Rosmarinic Acid

Rosmarinic acid

Rosmarinic acid, whose name in the IUPAC nomenclature is: acid 3- (3,4-dihydroxyphenyl) -2R – {[3- (3,4-dihydroxyphenyl) prop-2E-enoyl] oxy} propanoic and whose formula brute or molecular is: C18H16O8, is a polyphenolic acid found in many plants belonging to the Lamiaceae family such as rosemary, sage, marjoram, oregano, thyme, peppermint and lemon balm.
From the chemical point of view it is an ester between caffeic acid and the alcoholic group in the α position of 3,4-dihydroxyphenyl acid. It is a substance slightly soluble in water but very soluble in apolar solvents.
Rosmarinic acid, in addition to its anti-radical properties, shows antimicrobial and antifungal properties. It is a substance known and used in various parts of the world and in various cultures.
Rosmarinic acid contained in Ocimum santctum (holy basil) is widely used in India to treat wounds and gastrointestinal diseases. In Mexico the high content of rosmarinic acid present in another spica: Hyptis verticillata, is used by the Mixtec Indians against gastrointestinal disorders and skin infections.

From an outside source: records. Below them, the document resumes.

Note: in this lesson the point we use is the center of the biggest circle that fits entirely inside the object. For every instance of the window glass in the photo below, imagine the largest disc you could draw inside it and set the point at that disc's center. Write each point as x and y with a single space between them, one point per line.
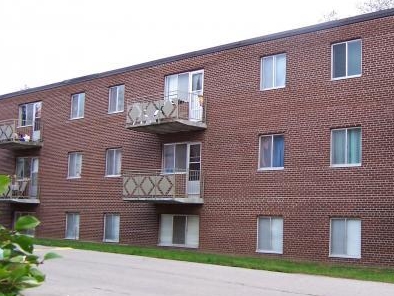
265 152
113 162
72 226
345 239
346 146
280 74
339 60
270 235
278 151
338 146
354 58
268 70
111 232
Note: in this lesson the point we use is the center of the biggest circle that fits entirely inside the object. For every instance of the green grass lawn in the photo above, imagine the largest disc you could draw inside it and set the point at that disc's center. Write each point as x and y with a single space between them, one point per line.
340 271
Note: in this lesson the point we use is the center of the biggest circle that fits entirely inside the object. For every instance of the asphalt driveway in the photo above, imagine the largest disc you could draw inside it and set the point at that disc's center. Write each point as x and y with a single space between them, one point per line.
101 274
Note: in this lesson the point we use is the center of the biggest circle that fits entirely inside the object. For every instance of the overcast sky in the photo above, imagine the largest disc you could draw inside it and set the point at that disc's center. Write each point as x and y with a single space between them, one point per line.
46 41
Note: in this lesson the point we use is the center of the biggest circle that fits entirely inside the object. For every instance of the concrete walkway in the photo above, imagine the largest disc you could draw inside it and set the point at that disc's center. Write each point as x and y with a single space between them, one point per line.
93 273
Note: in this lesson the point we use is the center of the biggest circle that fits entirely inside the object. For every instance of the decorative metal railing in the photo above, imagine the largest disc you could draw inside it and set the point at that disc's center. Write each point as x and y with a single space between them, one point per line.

In Indonesia and in many other parts of south-eastern Asia, rosmarinic acid contained in Orthosiphon aristatus is known for its diuretic properties and is also used against bacterial infections and inflammation of the urinary system. Furthermore the high content of rosmarinic acid in Salvia cavaleriei is used for the treatment of dysentery, burns and wounds.
The most important research on the activity of rosmarinic acid confirms that it is the caffeolic ester with the highest specific antioxidant power: it delays the impoverishment (deficiency) of vitamin E and decreases the pro-inflammatory production of lysophosphatidylcholine.
Rosmarinic acid prevents the oxidation of LDL and its constituents (vitamin E, phosphatidylcholine), which is compatible with the anti-inflammatory and anti-atherosclerotic role in pathophysiological conditions. Recently it has been reported that rosmarinic acid has antimicrobial and antifungal properties against 40 different species belonging to 10 genera of bacteria and 25 different strains belonging to 25 species of fungi (Andary and Audre, 1998).
The bacterial species that have been studied are: Salmonella, Serratia, Enterobacter, Proteus, Providentia, Escherichia coli, Streptococcus, Klebsiella and Staphylococci. In all the bacteria a 100% inhibition was observed at a dose of 0.5 mg / ml. Detailed studies on 29 Staphylococcus aureus strains showed a 70% inhibition at the concentration of 0.06 mg / ml and an inhibition of 80% at 0.12 mg / ml (Andary and Audre, 1998); in addition, an antifungal activity was tested against the species: Adelomycetes; Mucorales, Rhizopus, Endomycetes, Plectomycetes and Pyrenomycetes (Andary and Audre, 1998).

Warning: The information given is not medical advice and may not be accurate. The contents are for illustrative purposes only and do not replace medical advice.